His end will come with an overwhelming flood.”  This is the only mention of any “flood” in Daniel. Most likely, it is used metaphorically to mean “overwhelming” and provides a verbal link to the last vision of the book:

(Daniel 11:21-22) – “And in his place shall stand up a contemptible person, to whom they had not given the honor of the kingdom: but he shall come in time of security and shall obtain the kingdom by flatteries. And the overwhelming forces shall be overwhelmed from before him, and shall be broken; yea, also the leader of the covenant.”

The term rendered “his end” provides another verbal link to the interpretation of the vision of the goat – The “end” of the appointed “indignation” or “desolation”:

(Daniel 8:18-19) – “Understand, O son of man; for the vision belongs to the time of the end. And he said, Behold, I will make you to know what will be in the latter time of the indignation; for it belongs to the appointed time of the end.”

Photo by Kamila Ferreira on Pexels.com

Desolations” or shamem – (Strong’s – #H8074). The same word is applied four times in the book of Daniel to the “abomination that desolates.” The Hebrew word does not mean “destroy” but “desolate” – To abandon something and, thus, leave it desolate or deserted:

(Daniel 8:13) – “How long shall be the vision concerning the continual burnt-offering, and the transgression that desolates, to give both the sanctuary and the host to be trodden under foot?

(Daniel 11:31) – “And forces shall stand on his part, and they shall profane the sanctuary, even the fortress, and shall take away the continual burnt-offering, and they shall set up the abomination that desolates.”

(Daniel 12:11) – “And from the time that the continual burnt-offering shall be taken away, and the abomination that desolates set up, there shall be a thousand and two hundred and ninety days.”
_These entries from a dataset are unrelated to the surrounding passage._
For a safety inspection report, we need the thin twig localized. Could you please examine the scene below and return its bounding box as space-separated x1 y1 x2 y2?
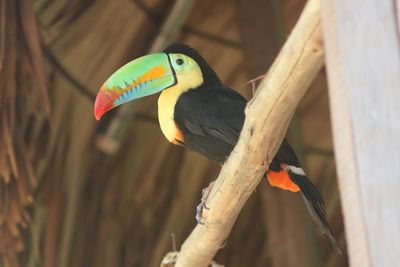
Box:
245 74 266 86
171 233 177 252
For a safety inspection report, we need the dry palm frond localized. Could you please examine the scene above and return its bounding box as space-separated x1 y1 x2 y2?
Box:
0 1 49 266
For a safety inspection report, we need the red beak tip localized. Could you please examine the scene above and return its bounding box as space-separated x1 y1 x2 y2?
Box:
94 107 105 121
94 88 118 121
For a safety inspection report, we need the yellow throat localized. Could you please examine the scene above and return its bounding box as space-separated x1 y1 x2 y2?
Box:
157 67 203 143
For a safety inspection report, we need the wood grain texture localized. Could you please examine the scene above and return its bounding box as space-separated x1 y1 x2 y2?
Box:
397 0 400 36
236 0 323 265
321 0 400 266
174 0 324 265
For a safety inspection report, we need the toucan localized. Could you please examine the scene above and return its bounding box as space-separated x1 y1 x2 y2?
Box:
94 43 341 253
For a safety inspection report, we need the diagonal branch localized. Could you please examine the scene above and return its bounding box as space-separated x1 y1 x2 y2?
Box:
171 0 324 266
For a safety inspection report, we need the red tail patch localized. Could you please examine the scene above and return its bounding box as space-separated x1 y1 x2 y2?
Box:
267 169 300 192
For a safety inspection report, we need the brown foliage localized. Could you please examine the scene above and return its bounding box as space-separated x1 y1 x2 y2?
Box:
0 0 347 266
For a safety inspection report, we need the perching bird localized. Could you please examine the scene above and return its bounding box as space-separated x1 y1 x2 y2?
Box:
94 43 341 253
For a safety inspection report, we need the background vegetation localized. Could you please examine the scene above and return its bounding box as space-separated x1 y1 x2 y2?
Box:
0 0 347 266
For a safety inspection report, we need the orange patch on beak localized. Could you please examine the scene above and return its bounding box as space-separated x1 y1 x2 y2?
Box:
134 65 166 85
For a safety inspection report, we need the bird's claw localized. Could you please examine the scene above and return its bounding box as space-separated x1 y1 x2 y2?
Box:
196 181 215 224
196 203 205 224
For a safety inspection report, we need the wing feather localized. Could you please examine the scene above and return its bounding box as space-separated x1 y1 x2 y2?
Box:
173 85 246 163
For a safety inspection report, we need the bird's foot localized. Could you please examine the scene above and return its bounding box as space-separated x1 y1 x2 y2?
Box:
196 181 215 224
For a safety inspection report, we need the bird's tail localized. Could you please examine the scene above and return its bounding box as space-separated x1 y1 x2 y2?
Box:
287 168 342 254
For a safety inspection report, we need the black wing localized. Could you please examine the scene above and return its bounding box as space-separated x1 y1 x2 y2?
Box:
174 85 246 164
274 139 301 166
174 85 302 165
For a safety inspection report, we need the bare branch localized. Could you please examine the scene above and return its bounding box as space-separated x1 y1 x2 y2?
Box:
172 0 324 266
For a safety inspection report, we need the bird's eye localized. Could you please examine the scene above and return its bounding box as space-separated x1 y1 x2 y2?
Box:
176 58 184 66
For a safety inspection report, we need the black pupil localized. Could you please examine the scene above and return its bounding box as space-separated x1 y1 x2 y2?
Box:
176 58 184 65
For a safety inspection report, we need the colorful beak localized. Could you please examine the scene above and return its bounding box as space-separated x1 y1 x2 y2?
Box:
94 53 176 120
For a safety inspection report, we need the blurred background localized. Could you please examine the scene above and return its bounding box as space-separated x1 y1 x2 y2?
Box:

In the vision in chapter 8, the “little horn” removed the daily sacrifice and defiled the sanctuary – The “transgression that desolates.” This means its desecration, not its destruction. The fact that the sanctuary was later “cleansed” demonstrates this. Likewise, in Chapter 11, the malevolent king arrived in Jerusalem to “pollute the sanctuary, take away the daily sacrifice, and place the abomination that desolates” in the sanctuary, not to destroy and annihilate the Temple and the city.

Decreed” or “determined” (harats). This is a key word in the visions of Daniel. It means “sharpen, decide, determine, decree” – (Strong’s – #H2782). It occurs in one other passage in the book with the “abomination that desolates”:

(Daniel 11:31-36) – “And forces shall stand on his part, and they shall profane the sanctuary, even the fortress, and shall take away the continual burnt-offering, and they shall set up the abomination that makes desolate…And the king will do according to his own pleasure, and will exalt himself, and magnify himself against every GOD, yea, against the GOD of GODS will he speak wonderful things, — and will succeed until exhausted is the indignation, for what is decreed must be done.”

Thus, the focus of the passage is not on the “anointed one who is cut off,” but on the “leader” who “corrupts” the people and sanctuary and makes the sanctuary “desolate.” No connection is made between the “anointed one” and the redemptive goals listed at the start of the prophecy. From this point, the attention shifts to the “desolation” of the sanctuary caused by this “leader.” The “cutting off” of the “anointed one” at the start of the passage served as a chronological marker for the start of the final or “seventieth week.”